Saturday, December 10, 2005
Financial Aid Time Warp
Now I'm working on the forms to get financial aid...not holding out a lot of hope on this, because it's all based on our 2004 income tax return...you know, last year...when we had money. It's really sucking to go from DINK to dinky bank balance, and I thought I was handling it okay, until I had to drag out the tax return to fill out the financial aid forms.
Not that we were rolling in it or anything, but we were humming along quite nicely. Almost had all the credit card bills paid off, leaving us a house payment and 1 car payment, so we really could think about doing Hawaii or Italy. Now, it seems like the closest we'll get to Hawaii is a bag of macadamia nuts. Thank goodness for Mauna Loa.
I know I sound whiney, and I'm really trying to suck it up and soldier on, but dammit, I really did not expect to be one of the unemployed. I was always the team player. I always put forth extra effort and went above and beyond my salary to get the job done, and this was how I got rewarded. I know tons of people raise entire families on less than what the Man makes, etc., etc., but I don't want to talk about them. I want to talk about me, want to talk about I, number 1 to paraphrase Toby Keith a bit.
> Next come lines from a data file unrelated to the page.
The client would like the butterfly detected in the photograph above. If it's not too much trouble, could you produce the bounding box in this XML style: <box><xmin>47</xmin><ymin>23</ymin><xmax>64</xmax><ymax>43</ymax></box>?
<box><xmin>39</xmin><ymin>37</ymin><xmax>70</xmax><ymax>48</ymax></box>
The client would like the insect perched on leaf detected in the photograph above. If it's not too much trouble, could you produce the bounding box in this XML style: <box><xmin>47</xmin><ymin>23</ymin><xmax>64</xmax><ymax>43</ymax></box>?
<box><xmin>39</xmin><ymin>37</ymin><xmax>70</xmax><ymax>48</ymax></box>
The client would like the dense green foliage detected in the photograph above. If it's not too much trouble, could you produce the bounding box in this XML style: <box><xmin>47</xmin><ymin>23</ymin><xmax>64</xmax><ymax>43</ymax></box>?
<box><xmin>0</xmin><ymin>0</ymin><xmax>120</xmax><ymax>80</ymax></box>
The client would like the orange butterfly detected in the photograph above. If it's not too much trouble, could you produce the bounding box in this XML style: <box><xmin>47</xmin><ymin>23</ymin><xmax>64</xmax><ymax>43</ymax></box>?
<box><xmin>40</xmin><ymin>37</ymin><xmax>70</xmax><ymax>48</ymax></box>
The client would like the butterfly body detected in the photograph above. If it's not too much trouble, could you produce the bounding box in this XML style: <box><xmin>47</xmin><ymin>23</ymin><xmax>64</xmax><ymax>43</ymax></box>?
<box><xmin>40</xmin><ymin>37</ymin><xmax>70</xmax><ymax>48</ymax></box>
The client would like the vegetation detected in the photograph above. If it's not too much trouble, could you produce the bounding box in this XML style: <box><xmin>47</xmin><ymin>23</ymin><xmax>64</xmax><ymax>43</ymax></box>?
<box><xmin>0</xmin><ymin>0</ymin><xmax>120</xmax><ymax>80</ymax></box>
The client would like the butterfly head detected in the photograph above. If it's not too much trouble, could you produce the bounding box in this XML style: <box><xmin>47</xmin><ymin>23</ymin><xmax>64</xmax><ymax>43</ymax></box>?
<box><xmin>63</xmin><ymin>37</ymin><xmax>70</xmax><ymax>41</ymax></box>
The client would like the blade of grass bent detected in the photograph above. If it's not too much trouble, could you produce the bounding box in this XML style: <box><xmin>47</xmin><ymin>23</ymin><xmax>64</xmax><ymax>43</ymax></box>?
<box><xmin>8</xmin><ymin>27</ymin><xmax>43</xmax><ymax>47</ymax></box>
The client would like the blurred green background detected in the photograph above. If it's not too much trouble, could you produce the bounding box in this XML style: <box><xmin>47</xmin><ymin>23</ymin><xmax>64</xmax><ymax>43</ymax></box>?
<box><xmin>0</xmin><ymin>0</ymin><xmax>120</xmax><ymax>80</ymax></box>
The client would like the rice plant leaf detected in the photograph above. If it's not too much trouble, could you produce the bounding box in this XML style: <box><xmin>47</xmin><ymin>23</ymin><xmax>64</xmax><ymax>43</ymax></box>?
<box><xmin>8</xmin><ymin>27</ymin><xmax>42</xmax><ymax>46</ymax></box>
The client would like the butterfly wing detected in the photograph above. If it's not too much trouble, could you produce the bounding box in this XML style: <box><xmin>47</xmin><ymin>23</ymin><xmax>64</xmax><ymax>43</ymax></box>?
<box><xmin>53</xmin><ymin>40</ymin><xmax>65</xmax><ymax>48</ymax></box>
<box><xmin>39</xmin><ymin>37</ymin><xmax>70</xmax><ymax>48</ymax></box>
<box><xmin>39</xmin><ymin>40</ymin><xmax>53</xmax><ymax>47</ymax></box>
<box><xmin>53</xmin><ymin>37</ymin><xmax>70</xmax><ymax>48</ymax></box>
When you get laid off, everyone is all shocked and upset for you, but the longer you go without work, the less they want to talk to you about it. I don't want to be known as the whiner who can't find a job, which is what it sounds like I'm becoming. I just want to know that I'm not alone in feeling this way...that other people have been as hurt and emotionally crushed by losing their job. Misery loves company or at least loves knowing that it hit someone else the exact same way. And that's the part that's been getting to me--the dismissal of my feelings about being YOU.
Okay, whining off. I really hate it when I do that, because I can never do it properly. Part of me always pipes up and says "you look and sound really ridiculous, so how about knocking it off." My inner demon offers "cheese with that Whine" when he's had enough.
The upside is that every single person (with the exception of My Mother of course!) has been excited about my decision to go back to school and become a personal chef. So, I here I am, filling out the Stafford Promissary note and wondering if I can get any money at all. Maybe I should go see the new "Fun With Dick & Jane" movie to get pointers for financing my education?